The June 2013 report says: “we cannot adopt such a policy today.”

Washington’s excuse for retaining the right to initiate a nuclear attack is the threat of “nuclear terrorism” by “Al Qaeda and their extremist allies.” Al Qaeda is not a state or a country. The report does not say how a preemptive US nuclear attack can be used against Al Qaeda. Indeed, the extremism of Al Qaeda is the product of Washington’s imperialism. If Washington would leave Muslims alone, the extremism would be internalized between Sunni and Shi’ites and between secular rulers and Islamists.

If the US would renounce its interventionist policies, the terrorist threat would abate.

Even the present level of hostility does not prevent Chechen terrorists from cooperating with Washington in efforts to destabilize the Russian North Caucasus region.

Washington’s use of Muslim extremists against the Russian state dates to the Soviet invasion of Afghanistan. When Gorbachev became General Secretary, he informed Washington that he was withdrawing Soviet troops from Afghanistan. In their 2012 book, The Untold History of the United States, Oliver Stone and Peter Kuznick report that instead of facilitating the end of the conflict, Washington worked to tie down Soviet forces in Afghanistan as long as possible by supplying Osama bin Laden and Ayman al-Zawahiri with money and weapons and by blocking UN attempts to broker a settlement.

The neoconservatives are bitter that the Cold War ended without a US military triumph over Russia. It is a triumph that the dangerous warmongers still hope to achieve.

CONCLUSION

As at the conclusion of this writing in December, 2013, it appears that Washington might have lost the initiative in fomenting wars in the Middle East. Most of the world has concluded, along with the Russian government, that the use of chemical weapons in Syria was an orchestrated pretext for US military intervention in behalf of the Islamist attempt to overthrow the secular Assad government. The diplomatic offensive by Iran’s president, Dr. Hassan Rouhani, has further constrained Washington’s ability to obtain support from other countries as a cover for Washington’s wars of aggression.

Washington, of course, is unhappy with these restraints, but the risk to Washington of initiating naked aggression without some kind of cover, such as a UN resolution, NATO support, or a “coalition of the willing,” is to be branded a war criminal. Washington’s ability to continue its march through the neoconservatives’ list of governments to be overthrown lacks the necessary support both at home and abroad. Washington might possibly use a false flag event in order to regain support for remaking the Middle East, but this would be risky considering the
high level of skepticism
that now exists related to the US government’s account of 9/11.

During the twelve years of Washington’s focus on the “war on terror,” other developments have occurred that Washington now regards as greater threats to its hegemony. Under the leadership of Putin and Medvedev, Russia has emerged as a diplomatic force independent of foreign financial control, and China has emerged as an industrial and manufacturing powerhouse that eclipses the US economy.

After a costly decade of wars in the Middle East with no offsetting gains, the Obama regime announced the “Pivot to Asia,” a policy of encircling China with military bases.

The Pivot to Asia calls for shifting 60 percent of the US fleet to positions from which the US can both control choke points, such as the Straits of Malacca, through which China’s vital trade and energy imports flow, and bolster other countries in their disputes with China over resource rich islands.

To accommodate and to protect the fleet, Washington is seeking air and naval bases in the Philippines, Thailand, Vietnam, Singapore and Myanmar.
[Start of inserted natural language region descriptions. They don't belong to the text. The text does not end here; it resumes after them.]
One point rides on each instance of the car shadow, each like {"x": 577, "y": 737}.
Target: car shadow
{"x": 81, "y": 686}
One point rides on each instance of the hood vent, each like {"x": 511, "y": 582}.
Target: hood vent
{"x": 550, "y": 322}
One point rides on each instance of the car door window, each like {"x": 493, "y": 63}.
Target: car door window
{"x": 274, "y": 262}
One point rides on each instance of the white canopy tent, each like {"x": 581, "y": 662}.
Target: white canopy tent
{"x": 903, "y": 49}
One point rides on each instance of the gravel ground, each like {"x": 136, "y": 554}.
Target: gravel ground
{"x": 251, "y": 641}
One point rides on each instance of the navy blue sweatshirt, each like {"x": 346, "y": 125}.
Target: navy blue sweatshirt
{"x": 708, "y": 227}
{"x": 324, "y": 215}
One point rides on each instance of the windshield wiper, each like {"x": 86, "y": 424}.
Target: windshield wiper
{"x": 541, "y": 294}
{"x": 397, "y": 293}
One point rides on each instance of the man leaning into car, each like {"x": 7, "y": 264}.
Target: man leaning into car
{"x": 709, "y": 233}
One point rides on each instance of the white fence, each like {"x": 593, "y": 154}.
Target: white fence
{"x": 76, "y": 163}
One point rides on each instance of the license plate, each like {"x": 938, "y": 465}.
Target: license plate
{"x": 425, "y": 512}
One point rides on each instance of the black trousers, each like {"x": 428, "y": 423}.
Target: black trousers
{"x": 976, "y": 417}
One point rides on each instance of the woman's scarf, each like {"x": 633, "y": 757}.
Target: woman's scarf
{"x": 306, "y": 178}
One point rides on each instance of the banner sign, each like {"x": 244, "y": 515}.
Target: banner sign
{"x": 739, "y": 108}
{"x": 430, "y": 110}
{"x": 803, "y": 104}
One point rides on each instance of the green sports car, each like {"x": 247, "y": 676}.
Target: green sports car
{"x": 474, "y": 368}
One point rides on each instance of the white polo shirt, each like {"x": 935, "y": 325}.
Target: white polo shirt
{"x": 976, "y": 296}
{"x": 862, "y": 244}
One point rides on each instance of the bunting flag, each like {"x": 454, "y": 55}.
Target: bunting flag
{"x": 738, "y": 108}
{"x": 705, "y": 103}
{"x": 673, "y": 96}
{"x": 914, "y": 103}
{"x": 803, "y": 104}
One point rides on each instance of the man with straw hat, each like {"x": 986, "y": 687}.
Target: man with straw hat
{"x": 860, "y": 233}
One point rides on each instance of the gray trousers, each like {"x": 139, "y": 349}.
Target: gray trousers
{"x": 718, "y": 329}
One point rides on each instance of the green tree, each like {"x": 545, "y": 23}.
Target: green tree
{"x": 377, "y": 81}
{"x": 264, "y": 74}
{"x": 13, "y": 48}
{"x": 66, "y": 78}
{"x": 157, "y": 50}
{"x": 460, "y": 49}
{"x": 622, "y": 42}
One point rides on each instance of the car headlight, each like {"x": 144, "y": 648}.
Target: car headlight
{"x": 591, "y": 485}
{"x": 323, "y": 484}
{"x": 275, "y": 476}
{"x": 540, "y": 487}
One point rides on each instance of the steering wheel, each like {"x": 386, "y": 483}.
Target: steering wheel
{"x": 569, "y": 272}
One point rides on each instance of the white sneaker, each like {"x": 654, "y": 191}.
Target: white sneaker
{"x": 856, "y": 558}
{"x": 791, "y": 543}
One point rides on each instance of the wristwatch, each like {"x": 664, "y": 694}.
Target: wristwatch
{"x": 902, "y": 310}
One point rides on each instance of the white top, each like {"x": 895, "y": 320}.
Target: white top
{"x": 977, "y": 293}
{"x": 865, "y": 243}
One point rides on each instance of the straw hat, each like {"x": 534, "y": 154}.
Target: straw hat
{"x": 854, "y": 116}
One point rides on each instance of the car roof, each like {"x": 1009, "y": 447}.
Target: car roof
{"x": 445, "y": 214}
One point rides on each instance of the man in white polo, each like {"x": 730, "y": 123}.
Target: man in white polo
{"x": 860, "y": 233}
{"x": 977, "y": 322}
Additionally, Washington is pushing a Trans-Pacific Partnership designed to further dollar imperialism and to counter China’s growing trade with Asian countries.
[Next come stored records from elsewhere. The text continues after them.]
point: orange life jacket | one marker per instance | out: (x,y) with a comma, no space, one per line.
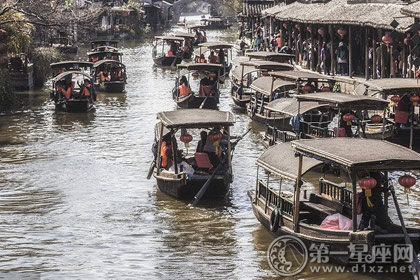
(163,150)
(183,90)
(66,93)
(103,77)
(86,91)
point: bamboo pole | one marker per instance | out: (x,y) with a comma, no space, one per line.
(297,195)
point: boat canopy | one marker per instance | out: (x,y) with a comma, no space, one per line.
(268,55)
(64,74)
(237,72)
(98,43)
(184,35)
(109,61)
(393,86)
(216,45)
(196,118)
(290,106)
(111,52)
(299,75)
(281,160)
(268,65)
(266,85)
(341,100)
(69,64)
(169,38)
(359,153)
(201,67)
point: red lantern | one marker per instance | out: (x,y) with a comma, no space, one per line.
(367,184)
(415,99)
(348,118)
(387,39)
(341,32)
(376,119)
(307,88)
(396,98)
(407,182)
(186,138)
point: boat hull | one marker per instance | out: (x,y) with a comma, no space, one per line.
(74,106)
(186,189)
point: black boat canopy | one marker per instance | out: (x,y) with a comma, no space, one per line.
(71,64)
(266,85)
(109,61)
(196,118)
(209,67)
(104,52)
(268,55)
(393,86)
(290,106)
(216,45)
(299,75)
(341,100)
(62,75)
(281,160)
(359,154)
(268,65)
(184,35)
(169,38)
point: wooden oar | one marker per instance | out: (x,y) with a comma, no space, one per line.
(203,189)
(416,265)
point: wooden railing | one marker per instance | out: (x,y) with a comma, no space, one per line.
(271,199)
(336,192)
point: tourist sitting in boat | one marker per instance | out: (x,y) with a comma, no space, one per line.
(86,89)
(213,58)
(184,88)
(202,142)
(104,76)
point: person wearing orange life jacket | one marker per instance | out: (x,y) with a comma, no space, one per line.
(184,89)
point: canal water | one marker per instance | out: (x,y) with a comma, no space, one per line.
(75,202)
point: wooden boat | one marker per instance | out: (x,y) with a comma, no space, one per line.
(207,93)
(184,183)
(96,56)
(319,114)
(63,45)
(117,75)
(71,65)
(214,23)
(206,49)
(284,211)
(405,92)
(73,81)
(188,45)
(104,45)
(249,72)
(199,32)
(262,94)
(270,56)
(169,58)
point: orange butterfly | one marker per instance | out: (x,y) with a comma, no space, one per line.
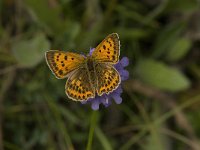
(88,75)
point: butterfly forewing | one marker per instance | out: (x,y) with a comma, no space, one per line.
(79,86)
(108,78)
(108,50)
(62,63)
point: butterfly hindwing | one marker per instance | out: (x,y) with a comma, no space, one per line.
(79,86)
(108,78)
(108,50)
(62,63)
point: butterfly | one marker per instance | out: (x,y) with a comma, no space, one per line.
(88,75)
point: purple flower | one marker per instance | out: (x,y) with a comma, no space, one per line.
(106,99)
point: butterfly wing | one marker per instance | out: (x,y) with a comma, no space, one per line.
(62,63)
(79,86)
(108,50)
(108,78)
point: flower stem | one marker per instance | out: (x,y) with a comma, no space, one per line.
(92,128)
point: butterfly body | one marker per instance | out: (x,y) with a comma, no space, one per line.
(88,75)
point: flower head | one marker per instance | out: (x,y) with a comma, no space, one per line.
(106,99)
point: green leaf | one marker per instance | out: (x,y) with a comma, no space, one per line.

Washington intends to offset Russia and China’s ability to constrain US hegemony with military encirclement and by fomenting internal instability. Washington has surrounded Russia with military bases and anti-ballistic missile sites and is attempting to make NATO members of former constituent parts of the Russian empire, such as Georgia and Ukraine. Washington has targeted Russia and China with Washington-financed Non-Governmental Organizations (NGOs) and covertly supports Muslim separatists in both countries.
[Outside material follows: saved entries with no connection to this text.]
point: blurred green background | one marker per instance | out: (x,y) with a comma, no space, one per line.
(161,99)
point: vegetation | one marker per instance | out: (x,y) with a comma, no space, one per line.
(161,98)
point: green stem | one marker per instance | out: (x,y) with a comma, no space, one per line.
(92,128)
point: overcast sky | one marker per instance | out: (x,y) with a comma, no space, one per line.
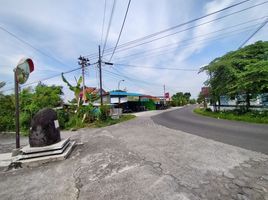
(58,32)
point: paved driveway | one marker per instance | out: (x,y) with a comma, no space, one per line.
(139,159)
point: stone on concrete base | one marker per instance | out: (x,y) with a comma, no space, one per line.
(34,156)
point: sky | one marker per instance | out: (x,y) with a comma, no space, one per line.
(55,33)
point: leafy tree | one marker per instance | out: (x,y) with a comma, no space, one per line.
(180,98)
(241,72)
(31,101)
(76,89)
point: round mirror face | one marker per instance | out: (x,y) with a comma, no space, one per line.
(22,72)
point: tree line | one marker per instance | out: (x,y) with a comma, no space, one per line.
(239,73)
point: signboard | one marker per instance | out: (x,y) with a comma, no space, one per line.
(23,69)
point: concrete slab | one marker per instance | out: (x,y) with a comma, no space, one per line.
(41,160)
(28,150)
(44,153)
(5,159)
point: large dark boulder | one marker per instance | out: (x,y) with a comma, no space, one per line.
(43,128)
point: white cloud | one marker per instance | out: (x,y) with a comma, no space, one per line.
(67,29)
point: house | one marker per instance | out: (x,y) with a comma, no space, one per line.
(96,92)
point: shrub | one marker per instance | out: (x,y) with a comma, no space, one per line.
(75,122)
(63,118)
(149,105)
(104,112)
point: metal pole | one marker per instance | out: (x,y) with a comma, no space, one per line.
(119,84)
(100,76)
(17,114)
(83,75)
(164,95)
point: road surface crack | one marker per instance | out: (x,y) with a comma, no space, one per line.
(77,181)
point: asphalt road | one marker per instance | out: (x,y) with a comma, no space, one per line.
(246,135)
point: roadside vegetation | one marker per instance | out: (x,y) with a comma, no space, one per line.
(240,76)
(71,117)
(236,115)
(182,99)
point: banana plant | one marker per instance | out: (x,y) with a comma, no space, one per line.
(76,89)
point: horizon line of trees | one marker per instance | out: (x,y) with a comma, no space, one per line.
(240,72)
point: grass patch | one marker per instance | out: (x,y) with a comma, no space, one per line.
(110,121)
(250,116)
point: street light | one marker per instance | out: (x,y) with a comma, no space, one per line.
(119,84)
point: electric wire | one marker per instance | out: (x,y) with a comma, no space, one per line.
(120,30)
(259,28)
(30,45)
(109,26)
(45,79)
(152,53)
(192,27)
(176,26)
(199,36)
(151,67)
(103,21)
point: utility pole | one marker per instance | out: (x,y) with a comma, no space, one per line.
(84,62)
(164,94)
(100,76)
(99,63)
(17,115)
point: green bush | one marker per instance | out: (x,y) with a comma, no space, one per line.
(149,105)
(250,116)
(104,112)
(63,118)
(75,122)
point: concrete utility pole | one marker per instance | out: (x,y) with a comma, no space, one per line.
(100,76)
(164,95)
(99,63)
(84,62)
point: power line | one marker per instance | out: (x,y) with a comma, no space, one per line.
(192,27)
(45,79)
(153,53)
(177,26)
(120,30)
(151,67)
(259,28)
(30,45)
(199,36)
(103,21)
(109,26)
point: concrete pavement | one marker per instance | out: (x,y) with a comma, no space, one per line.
(139,159)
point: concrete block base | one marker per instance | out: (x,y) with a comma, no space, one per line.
(35,156)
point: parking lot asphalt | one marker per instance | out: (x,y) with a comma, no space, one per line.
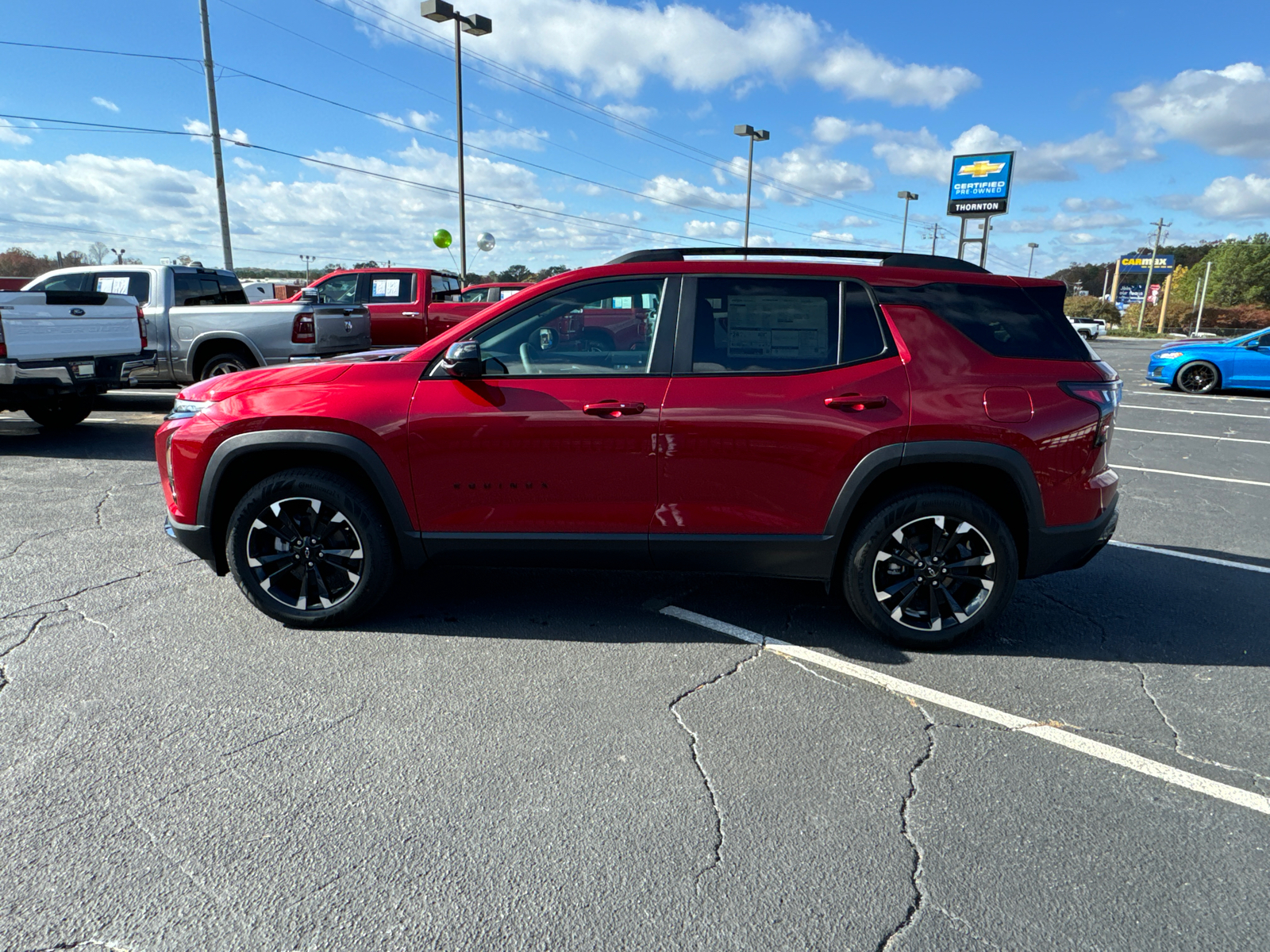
(530,759)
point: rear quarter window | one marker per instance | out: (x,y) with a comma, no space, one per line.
(1006,321)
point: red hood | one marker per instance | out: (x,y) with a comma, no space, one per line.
(243,381)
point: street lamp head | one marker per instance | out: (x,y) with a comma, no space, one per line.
(437,10)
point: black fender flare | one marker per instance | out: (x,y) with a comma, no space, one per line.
(338,443)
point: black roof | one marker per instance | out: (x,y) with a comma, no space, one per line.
(892,259)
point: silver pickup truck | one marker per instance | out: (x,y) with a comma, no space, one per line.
(200,323)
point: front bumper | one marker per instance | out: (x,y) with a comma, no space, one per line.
(1056,549)
(196,539)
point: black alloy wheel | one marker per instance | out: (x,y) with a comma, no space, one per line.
(310,549)
(61,412)
(931,568)
(1198,378)
(228,362)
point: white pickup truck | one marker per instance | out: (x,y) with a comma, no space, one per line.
(60,349)
(201,325)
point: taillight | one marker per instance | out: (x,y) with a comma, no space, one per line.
(1105,395)
(302,329)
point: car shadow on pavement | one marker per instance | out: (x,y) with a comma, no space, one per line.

Washington’s policy is financially and diplomatically expensive and increases the risk of nuclear war. It is a very ambitious policy for the US, which is financially and diplomatically impaired from twelve years of war and which is unable to recover from five years of economic weakness despite unprecedented monetary and fiscal stimulus.

Washington now suffers from its own economic and political divisions, with the bulk of the population failing to advance and even regressing, while income and wealth have been concentrated in fewer hands. Washington’s superpower ambitions do not seem to be matched by its capabilities. The large disparity between Washington’s goals and capabilities implies failure. If Washington is unable to accept failure, Washington will resort to war.

The prospect of war is only one of the dangers emanating from Washington that confronts Americans and the rest of the world. The 21st century transformation of the United States from a democratic accountable government to a lawless tyranny is a threat not only to Americans but also to peoples everywhere.

The Bush and Obama regimes set themselves up as higher than law, declaring their independence from international law and the Geneva Conventions and from US statutory law and the Constitution. The hoax “war on terror” is used to provide legal legitimacy for these spurious claims.

Among all the democratic countries in the world, only the president of the United States proclaims that he has the right to murder citizens without due process of law, without charges presented to a court, without trial and conviction for a capital offense. Only the president of the United States claims the legal right to indefinitely imprison citizens without cause being presented to a court and conviction obtained in a court. Only the president of the United States has declared that he has the right to violate peremptory norms of international law by torturing detainees. Only the president of the United States declares that he has the right to spy not only on Americans in violation of their Constitutional right to privacy and statutory US law, but also on all the peoples of the world.

Little doubt but that brutal dictators murder people and throw them in dungeons without trial or conviction. Are these dictators behaving illegally and unconstitutionally, or are they ruling in countries in which there is no rule of law?

Certainly, no other government that claims to be democratic is equipped with a Department of Justice, as Obama is and Bush was, that concocts legal justification for the head of the executive branch to be elevated above law despite the Constitution’s prohibition of any such elevation. To rule independently of a rule of law is to be lawless.

In America the federal courts, both houses of Congress, law schools, the public and presstitute media have accepted the claims that the head of the executive branch, the president, has “unitary powers” that place him above accountability in certain circumstances such as war--thus the orchestration of “the war on terror.” Although the president fallaciously claims to be unaccountable, there is no provision in international law that provides exceptions for war crimes, and the US Military Code does not extend this protection to soldiers and military officers.

The Bush and Obama regimes have committed crimes against numerous peoples and laws comparable to those committed by members of Germany’s National Socialist government who were executed for their crimes. It was US prosecutors who established the basis for the capital crimes for which Germans were held accountable. Yet Bush and Obama have contrived legal arguments that seek to make them exempt from accountability, and the judiciary, Congress, and the media have failed to challenge the claims.

Is this what is meant when neoconservatives declare that the US government is “exceptional” and “indispensable”? Is America exceptional only because Washington can ignore both US statutory law and international law and avoid accountability?

A government cannot be both unaccountable and democratic. The 21st century Bush/Obama regimes have brought lawlessness and tyranny to America and to the world.